YAK go for broke and create surely one of the albums of the year.
With their sophomore album, coming in the wake of their 2016 debut
Alas Salvation,
YAK prove themselves to be an incredibly talented and singular voice in the rock scene.
Pursuit of Momentary Happiness is not just a great rock album, it is a great album, period. Moving between styles and moods with panache and verve, the band show themselves to be adept at whatever musical stylings they turn to. Tracks run the gamut from short and sweet punk tunes that call to mind
The Clash and
The Stooges (“Blinded By The Lies”), to head-smashing rock ("Pay Off Vs The Struggle"), to sleazy lounge tracks that engender comparison
Fat White Family (“Encore”), and drawn out epics that could be cuts from a
Leonard Cohen album (“This House Has No Living Room”).
Written, primarily, by vocalist
Oliver Burslem, whilst living out of his car, and backpacking around various countries crashing on couches and using friends’ connections to score free flights, the album could easily have suffered from an identity disorder. Running such a gamut of styles as it does, it would be easy for the album to sound haphazard, confused, and random. Instead, the whole thing is anchored by a singular writing voice of Burslem.
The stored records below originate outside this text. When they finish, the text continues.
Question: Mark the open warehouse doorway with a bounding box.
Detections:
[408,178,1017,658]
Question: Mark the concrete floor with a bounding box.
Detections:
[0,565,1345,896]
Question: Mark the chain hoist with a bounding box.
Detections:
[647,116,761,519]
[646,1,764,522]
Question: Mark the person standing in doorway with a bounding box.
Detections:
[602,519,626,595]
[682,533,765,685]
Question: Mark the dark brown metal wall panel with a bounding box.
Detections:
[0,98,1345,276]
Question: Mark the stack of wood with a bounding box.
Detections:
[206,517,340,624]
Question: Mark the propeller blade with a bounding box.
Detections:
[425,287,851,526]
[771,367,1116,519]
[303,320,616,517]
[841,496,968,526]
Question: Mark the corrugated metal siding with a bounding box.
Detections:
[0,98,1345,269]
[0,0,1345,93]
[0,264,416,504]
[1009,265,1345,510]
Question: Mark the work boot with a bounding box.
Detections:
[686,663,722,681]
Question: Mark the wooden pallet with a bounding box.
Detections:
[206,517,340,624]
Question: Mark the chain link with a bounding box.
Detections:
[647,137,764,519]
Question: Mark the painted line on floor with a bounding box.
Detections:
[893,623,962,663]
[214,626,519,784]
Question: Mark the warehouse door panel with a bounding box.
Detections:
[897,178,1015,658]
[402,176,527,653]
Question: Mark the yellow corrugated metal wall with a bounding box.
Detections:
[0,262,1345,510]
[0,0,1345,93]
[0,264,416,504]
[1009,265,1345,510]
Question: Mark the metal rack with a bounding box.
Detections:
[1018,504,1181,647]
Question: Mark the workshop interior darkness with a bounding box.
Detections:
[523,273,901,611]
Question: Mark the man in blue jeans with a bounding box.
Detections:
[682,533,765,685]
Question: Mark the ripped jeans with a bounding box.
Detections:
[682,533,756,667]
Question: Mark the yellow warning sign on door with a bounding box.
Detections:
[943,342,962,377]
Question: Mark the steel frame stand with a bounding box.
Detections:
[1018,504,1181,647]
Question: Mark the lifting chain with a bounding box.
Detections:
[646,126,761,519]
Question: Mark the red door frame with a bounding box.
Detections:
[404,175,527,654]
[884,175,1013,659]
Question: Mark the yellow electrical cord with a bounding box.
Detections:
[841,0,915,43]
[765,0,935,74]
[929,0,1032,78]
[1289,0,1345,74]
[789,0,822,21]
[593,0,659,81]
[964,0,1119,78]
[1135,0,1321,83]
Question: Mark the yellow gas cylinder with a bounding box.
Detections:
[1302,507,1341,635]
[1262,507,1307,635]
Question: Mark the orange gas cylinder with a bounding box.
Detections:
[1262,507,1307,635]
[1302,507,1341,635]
The vocals throughout are hoarse and raw, full of anger and momentum: phrases are delivered wide open with vowels tossed off at the end of words, out of the corner of Burslem’s mouth. You can practically hear the smirking and scowling as he sings.
What is particularly wonderful about the album, however, is the lack of fear or holding back demonstrated by the trio. It’s an album that goes for broke, both feet slammed down on the accelerator, with no desire to tone anything down or be ashamed of anything. Of course, there is nothing to be ashamed of, but how many bands would be willing to open a track as epically as “Words Fail Me” does, sounding almost like a dramatic reveal in an opera? How many bands would, this early in their career, present a track like “White Male Carnivore,” which drones and hums along with a constant, ceaselessly repetitive instrumentation, calling to mind the assured output of David Cronenberg’s Wife, Nick Cave, and Grinderman? How many bands would close out such a brilliantly off-the-rails rock album with an eight-and-a-half-minute-long epic of a song (“This House Has No Living Room”) that trundles slowly along off the back of tons of reverb and organ and Cohen-esque murmurings, shuddering it’s way to a finish as the reverberated notes stretch out longer and longer? YAK. It’s the commitment that separates them, it’s the sheer balls of the band that sets them out as one of the best currently recording and performing (their live shows themselves the stuff of legends). There seems to be no fear. There seems to be no hesitation.
While the band’s recent signing by major label Virgin EMI seems to be a source of amusement and confusion for the band – with Burslem suggesting, tongue in cheek, that they might just be a “tax write off” – it’s hopeful that it might just mean that we’ll be hearing from YAK for quite a while yet. YAK just might be the future of rock music, certainly in Britain.
'Pursuit of Momentary Happiness' is out on Feb 8th via Third Man Records.